Three important pieces of inflation information all came out hotter than expected. The Consumer Price Index registered an increase of .5% for the month of January. The Producer Price Index increased by .7%. Retail sales, not to be outdone, increased in January by a surprising 3%!
This adds uncertainly to the current path for the Fed going forward. This Wednesday, the minutes of the last Fed meeting will be released. Words will be parsed to see how many participants are thinking about a .50% rate increase in March versus .25%. Much of what I have read so far, investors are now starting to suggest the Fed will raise rates 3 more times, instead of 2.

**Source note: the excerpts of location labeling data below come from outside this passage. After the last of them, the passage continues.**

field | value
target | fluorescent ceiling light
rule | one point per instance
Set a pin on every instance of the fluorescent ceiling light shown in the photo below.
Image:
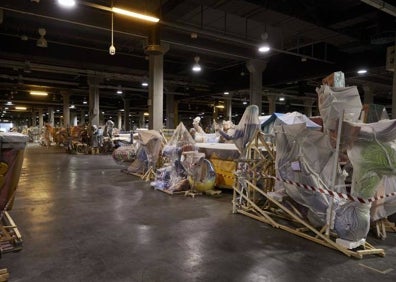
(135, 15)
(264, 48)
(38, 93)
(67, 3)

The next Fed meeting is on March 21 – 22. Between now and then, we’ll hear the Fed’s favorite inflation gauge this Friday, the Personal Consumption Index. In the 2nd week of March, we’ll hear the CPI and PPI numbers for February.
This will be very telling, to say the least!
Will the consumer continue to stay resilient and spend money? My answer, yes, as long as there is adequate income and excess savings to do so. Household excess savings ballooned in 2021 to over 2.1 trillion dollars! As of last month, the excess savings has shrunk to approximately .9 trillion dollars. Experts expect the excess to be depleted by summer of this year. What happens when the excess is gone??
Well, there is significant home equity that has been build up over the last few years!!!
Markets Hanging Tough
The markets finished flattish last week, despite the hot inflation reports.
For the week, the Dow finished up .02%, the S&P 500 down (.20%), the Nasdaq and Russell 2000 indexes up .63% and 1.47% respectively.
Bond yields moved higher with the 10-year yielding 3.83%, slightly below where it started 2023 @ 3.84%.
The top performing sector thus far is Consumer Discretionary, up 16.5%. The bottom performing sector, energy, down (3.6%).
The markets have moved higher this year believing the Federal Reserve is almost finished raising rates, and that (falling) corporate profits will again start to rise. Let’s hope this come to fruition sooner than later!